A day later, Turkish and Syrian officials disclosed that their armies had just concluded their own joint military exercise. The same day, the two countries went even further, signing a strategic cooperation pact.

“We congratulate ourselves by this historical achievement,” Syria’s UN ambassador, Bashar Jaafari, told me Wednesday.

Historical indeed. A mere decade ago, Syrian and Turkish armies were amassed on the border, ready to battle each other. The strategic and military ties between Ankara and Jerusalem were tight, and the Turkish government saw its NATO membership as the country’s most prized strategic asset.

There are many reasons for Turkey’s shift.

The country feels rejected by the West. Its bid to join the European Union was for too long stifled by racist establishment politicians in the continent, who refuse to see a non-white, non-Christian country as an equal. And the late 20th century saw a turn toward religion in all Muslim societies, Turkey included.

Plus, a society growing more economically comfortable increasingly wants to get along with neighbors. Its people sympathize with the Palestinians and others — even Syria’s Alawites and Iran’s Shiites — who are on the “outs” with the Sunni Arab world. In recent years, Turkey has even signed a pact with Armenia — a nation that’s been hostile dating back to Turkey’s (still denied) massacre of its Armenian citizens early last century.

In Turkey, the moderately Islamic ruling party is slowly growing dominant — reducing the power of the army, which sees itself as the guarantor of Kemal Ataturk’s legacy of secularism, and gradually muzzling the press.

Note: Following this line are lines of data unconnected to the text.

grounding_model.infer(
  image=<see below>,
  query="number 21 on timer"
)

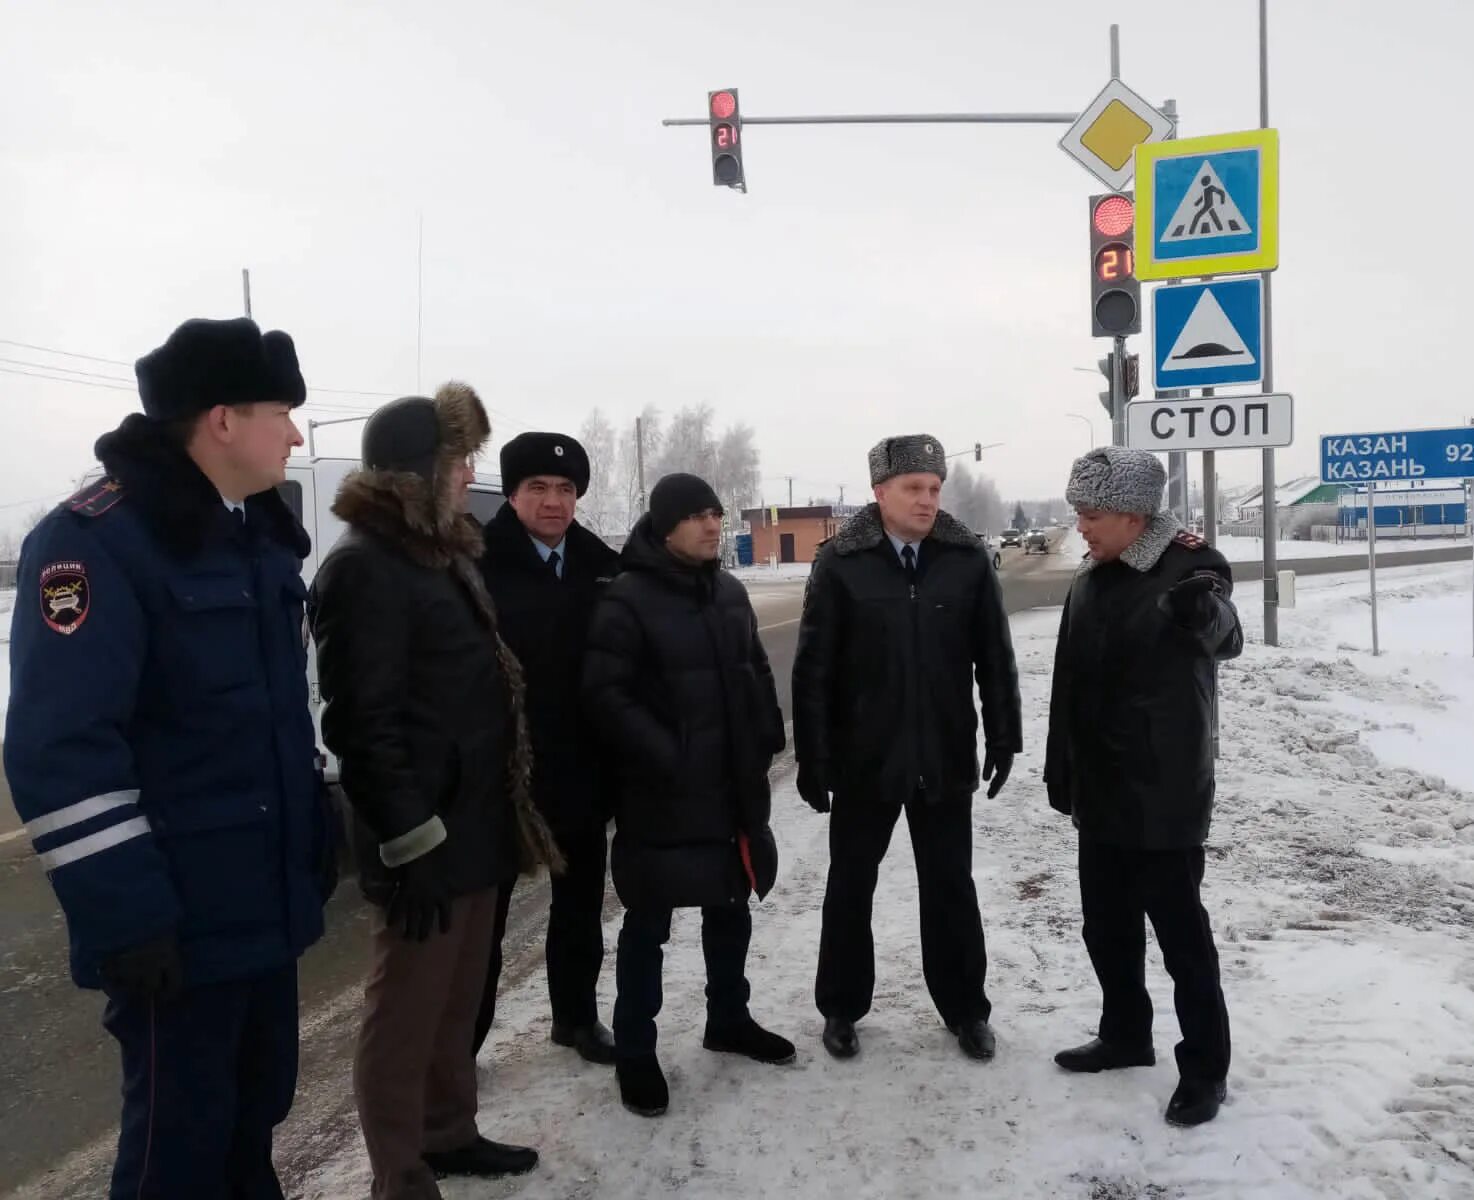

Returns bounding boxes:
[714,124,739,148]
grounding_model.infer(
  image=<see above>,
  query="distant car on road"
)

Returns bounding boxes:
[1000,528,1022,548]
[976,533,1002,571]
[1024,528,1050,555]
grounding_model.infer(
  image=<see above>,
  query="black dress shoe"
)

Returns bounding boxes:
[422,1135,538,1178]
[948,1019,997,1061]
[1166,1078,1227,1127]
[616,1053,669,1117]
[704,1017,796,1064]
[1054,1037,1156,1073]
[822,1017,859,1059]
[551,1020,617,1065]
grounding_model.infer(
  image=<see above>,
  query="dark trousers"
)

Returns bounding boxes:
[815,791,990,1028]
[472,829,608,1053]
[1078,836,1231,1082]
[104,964,299,1200]
[356,889,498,1200]
[612,904,752,1058]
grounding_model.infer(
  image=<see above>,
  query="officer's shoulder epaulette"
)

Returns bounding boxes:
[66,477,127,519]
[1172,529,1207,551]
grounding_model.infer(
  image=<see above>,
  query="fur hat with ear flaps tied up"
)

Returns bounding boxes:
[1065,445,1166,516]
[332,382,565,877]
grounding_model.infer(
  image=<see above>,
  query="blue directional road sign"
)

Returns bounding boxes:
[1152,278,1263,389]
[1320,426,1474,484]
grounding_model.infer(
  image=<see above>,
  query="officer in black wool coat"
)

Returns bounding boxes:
[1045,445,1242,1128]
[473,432,622,1066]
[792,434,1023,1065]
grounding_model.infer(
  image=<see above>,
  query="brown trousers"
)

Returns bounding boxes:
[355,888,498,1200]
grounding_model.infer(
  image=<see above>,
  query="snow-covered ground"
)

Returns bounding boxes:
[298,561,1474,1200]
[1216,534,1471,563]
[730,561,813,583]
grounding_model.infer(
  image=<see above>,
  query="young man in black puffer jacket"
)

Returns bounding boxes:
[583,473,792,1117]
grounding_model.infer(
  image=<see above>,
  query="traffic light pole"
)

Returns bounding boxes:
[1110,337,1126,447]
[662,111,1080,128]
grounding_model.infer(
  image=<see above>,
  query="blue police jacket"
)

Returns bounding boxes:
[4,415,328,989]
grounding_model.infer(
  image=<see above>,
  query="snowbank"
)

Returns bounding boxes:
[298,561,1474,1199]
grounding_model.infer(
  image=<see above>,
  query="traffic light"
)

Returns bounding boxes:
[1089,191,1140,337]
[974,442,982,462]
[1097,354,1114,416]
[1122,352,1140,399]
[709,88,746,192]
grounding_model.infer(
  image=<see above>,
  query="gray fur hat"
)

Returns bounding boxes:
[1065,446,1164,515]
[868,433,947,486]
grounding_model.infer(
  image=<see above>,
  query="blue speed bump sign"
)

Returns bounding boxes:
[1135,129,1279,280]
[1152,278,1263,389]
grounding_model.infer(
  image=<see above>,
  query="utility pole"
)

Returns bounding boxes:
[1259,0,1280,646]
[416,213,424,394]
[635,417,648,515]
[242,269,252,319]
[787,476,794,507]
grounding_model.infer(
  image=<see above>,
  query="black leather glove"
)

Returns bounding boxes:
[1160,572,1226,627]
[100,934,183,1002]
[386,848,453,942]
[797,765,832,814]
[983,749,1014,799]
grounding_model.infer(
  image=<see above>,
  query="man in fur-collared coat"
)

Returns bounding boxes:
[792,434,1023,1065]
[1044,446,1241,1129]
[310,384,562,1199]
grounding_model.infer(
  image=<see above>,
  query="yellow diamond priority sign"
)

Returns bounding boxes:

Now, despite decades of Western concern for Turkish sensitivities, especially over the Armenian “genocide,” Turkey has taken to condemning others’ alleged brutality. President Recep Tayyip Erdogan denounces America’s acts in Iraq and Afghanistan and talks about Israeli crimes in Gaza. A new drama series on Turkish TV depicts Israeli soldiers as cold-blooded killers who enjoy shooting at defenseless Palestinian children.

On Wednesday, Erdogan cited public anger over Israel’s actions in Gaza for his last-minute action killing the military exercise. But a story in the Turkish press cited government leaks that the real issue was Ankara’s pique at a delay in delivery of Israeli-made drones to the Turkish air force.

In any case, for all the official efforts to minimize the damage, it’s clear that Turkey is no longer the staunch Western ally it used to be.

All this predates Obama. Most obviously, the Turks slapped America back in 2003, when they refused to allow US troops to invade Iraq from Turkish soil.

But Obama supposedly was going to change things with his doctrine of engagement, based on sensitivity to the concerns of “the world.” His efforts to reverse Muslim alienation from the West included a trip to Ankara to launch a series of speeches in which he vowed to Turks and other Muslims that the West will be friendlier from now on.

This week’s lesson is that Turkey’s policy of hedging its bets between the West and its nasty neighbors isn’t America’s fault after all. It’s based on Ankara’s shifting view of its interests and on regional and global trends. George W. Bush didn’t cause it,and Obama’s touchy-feely pitch won’t reverse it.

America’s best bet is to make clear to Ankara (and to ourselves) what our regional interests are.